‘By the time John Stonehouse was arrested, the idea that he had actually swum to Australia had taken root.’ Photograph: David Ashdown/Getty Images
Opinion

What crimes shape you? For me, it’s a missing MP and poor old Shergar

As a report reveals each generation worries about a different type of crime, I feel sorry for the youth of today
Thu 9 Aug 2018 08.47 EDT

The first crime I remember was a zinger: lurid, fantastical, daring and, ultimately, doomed. It was the case of the MP John Stonehouse, who in late 1974 arranged a pile of his clothes on a Miami beach and did a runner to Australia, there to set up a new life with his secretary, free of all his money troubles and the (justified) suspicions that he was a Czech spy. I was six, and by the time he was arrested, the idea that Stonehouse – who, upon capture, was briefly investigated in case he was actually Lord Lucan – had not merely faked his own death but actually swum to Australia had taken root. How did he do it without being eaten by sharks?

According to a report in the British Journal of Criminology, this early exposure to malfeasance may have shaped my perceptions of crime to such an extent that, even now, I overestimate the number of Reggie Perrins in the world. A study into the lasting effects of our perception of crime reveals that it is closely bound up with what dominated the political agenda during one’s formative years, solidifying between the ages of 15 and 25.

Thus, those who grew up during the Wilson and Callaghan era expressed a high level of worry about mugging and robbery, along with burglary, which also preoccupied those who came of age during the Thatcher years. By the time we get to New Labour, antisocial behaviour is of most concern – with those expressing the most acute worries tending to be from the least well-off and least educated sections of society.
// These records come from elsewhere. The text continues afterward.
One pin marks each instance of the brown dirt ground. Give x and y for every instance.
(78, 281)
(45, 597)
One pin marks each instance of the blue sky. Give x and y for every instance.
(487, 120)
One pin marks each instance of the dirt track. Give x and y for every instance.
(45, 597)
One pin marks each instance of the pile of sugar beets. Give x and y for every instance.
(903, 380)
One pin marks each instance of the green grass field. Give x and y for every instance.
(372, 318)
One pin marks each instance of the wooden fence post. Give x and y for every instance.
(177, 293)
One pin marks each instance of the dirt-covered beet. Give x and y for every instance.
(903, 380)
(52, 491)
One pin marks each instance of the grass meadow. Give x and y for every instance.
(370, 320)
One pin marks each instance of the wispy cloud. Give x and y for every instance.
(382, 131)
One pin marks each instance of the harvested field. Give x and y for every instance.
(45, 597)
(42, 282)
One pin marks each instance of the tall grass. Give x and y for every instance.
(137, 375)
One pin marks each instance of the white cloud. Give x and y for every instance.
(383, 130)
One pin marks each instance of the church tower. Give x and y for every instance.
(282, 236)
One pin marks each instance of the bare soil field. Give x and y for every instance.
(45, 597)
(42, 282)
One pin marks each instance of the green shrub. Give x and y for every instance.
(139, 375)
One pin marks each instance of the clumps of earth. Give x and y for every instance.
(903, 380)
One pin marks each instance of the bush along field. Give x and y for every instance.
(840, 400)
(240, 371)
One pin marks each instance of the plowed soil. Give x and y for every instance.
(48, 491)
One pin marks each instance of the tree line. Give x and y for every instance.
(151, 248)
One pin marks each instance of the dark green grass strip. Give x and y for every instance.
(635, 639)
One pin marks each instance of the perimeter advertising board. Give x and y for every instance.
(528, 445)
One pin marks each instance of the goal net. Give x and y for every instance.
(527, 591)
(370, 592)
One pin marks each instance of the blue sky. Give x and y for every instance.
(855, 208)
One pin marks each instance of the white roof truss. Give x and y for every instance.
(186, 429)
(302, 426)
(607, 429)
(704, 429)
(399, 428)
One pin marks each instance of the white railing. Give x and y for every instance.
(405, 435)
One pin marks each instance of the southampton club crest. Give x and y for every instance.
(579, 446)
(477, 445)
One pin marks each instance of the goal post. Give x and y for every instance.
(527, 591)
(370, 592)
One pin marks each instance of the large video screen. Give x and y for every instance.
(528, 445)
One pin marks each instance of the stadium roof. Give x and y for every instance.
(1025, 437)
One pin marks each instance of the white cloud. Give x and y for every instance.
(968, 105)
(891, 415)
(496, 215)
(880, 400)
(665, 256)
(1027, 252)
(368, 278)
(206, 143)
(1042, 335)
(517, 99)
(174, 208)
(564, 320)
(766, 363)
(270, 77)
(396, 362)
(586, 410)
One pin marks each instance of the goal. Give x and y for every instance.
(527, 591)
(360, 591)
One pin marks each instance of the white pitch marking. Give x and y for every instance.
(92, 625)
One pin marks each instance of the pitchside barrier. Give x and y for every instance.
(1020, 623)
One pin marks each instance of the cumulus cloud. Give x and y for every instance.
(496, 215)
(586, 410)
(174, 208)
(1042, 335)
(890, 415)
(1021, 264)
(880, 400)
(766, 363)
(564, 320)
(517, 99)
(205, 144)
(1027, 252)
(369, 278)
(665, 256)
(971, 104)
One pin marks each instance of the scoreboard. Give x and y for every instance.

We don’t need Michel Foucault to tell us that the lawlessness and disorder that we brood on most is inextricably linked to the dispositions of those in power. One might therefore be unsurprised that in the Thatcher reign, with its focus on home-owning, there was anxiety about the possibility of burglary; especially, perhaps, because of the excitement that surrounded high-value purchases such as video cassette recorders. The Thatcher government, the report also points out, had already capitalised on the state of industrial relations and the economic crisis of the late 1970s to promote the idea of “a wider crisis of law and order”, with successive home secretaries emphasising their punitive responses to crime and their policies on criminal justice.

‘Tension between the black community and police “sus” laws found an outlet in the 1981 Brixton riots.’ Photograph: Arnold Slater/PA

And fear of crime is always, in one way or another, also a fear of the other. The “moral panic” of the early 1970s, generated by politicians and newspapers, wasn’t merely about a rational worry about being assaulted and robbed on the street; it was also about fear of young black men and, later, about the tension between the black community and police “sus” laws that found an outlet in the 1981 Brixton riots. Brixton’s “bloody Saturday” was followed by unrest across the country, most notably in Handsworth and Toxteth – places disproportionately affected by the recession. And yet the study also shows that, rather than the fears of the white population, black, Asian and minority ethnic communities experienced the most anxiety about being mugged or attacked, perhaps suggesting not only the prevalence of racially motivated crime, but also the inadequate response of the authorities.

Interestingly, the survey focuses on the kind of crime that, by its nature, will be most widespread – the kind that people can imagine happening to them. But what of the more niche crime, such as that of John Stonehouse? The jigsaw puzzle seems to be missing that element of fascination with the far-fetched, the distinctly non-quotidian. The 1970s and 80s, for example, appeared to my febrile imagination the heyday of plane hijackings, restaurant sieges, targeted killings with poisoned umbrellas. Alongside the likes of Patty Hearst, kidnapped by the Symbionese Liberation Army and subsequently one of their (extremely hapless) freedom fighters, nicking a handbag seemed small beer.

What will those growing up now carry with them into their fearful futures? If they’re based in a large city, knife crime and mopeds may feature heavily; not to mention the visceral terror of acid attacks. For minority ethnic and immigrant groups, it’s hard to imagine that the rise of xenophobic and racist crime and the rhetoric of a re-emergent far right will not have lasting effects; for a tech-deluged generation, fears of identity theft must surely loom large. If people listen to Boris Johnson, and we must pray that they do not, they will quail before the thought of burqa-clad bank robbers.

Back to the days of yore, though. I have got over my Stonehouse addiction, and I’ve even accepted that Lord Lucan will never turn up. But I rarely see a racehorse without thinking: poor Shergar. I hope they treated him kindly.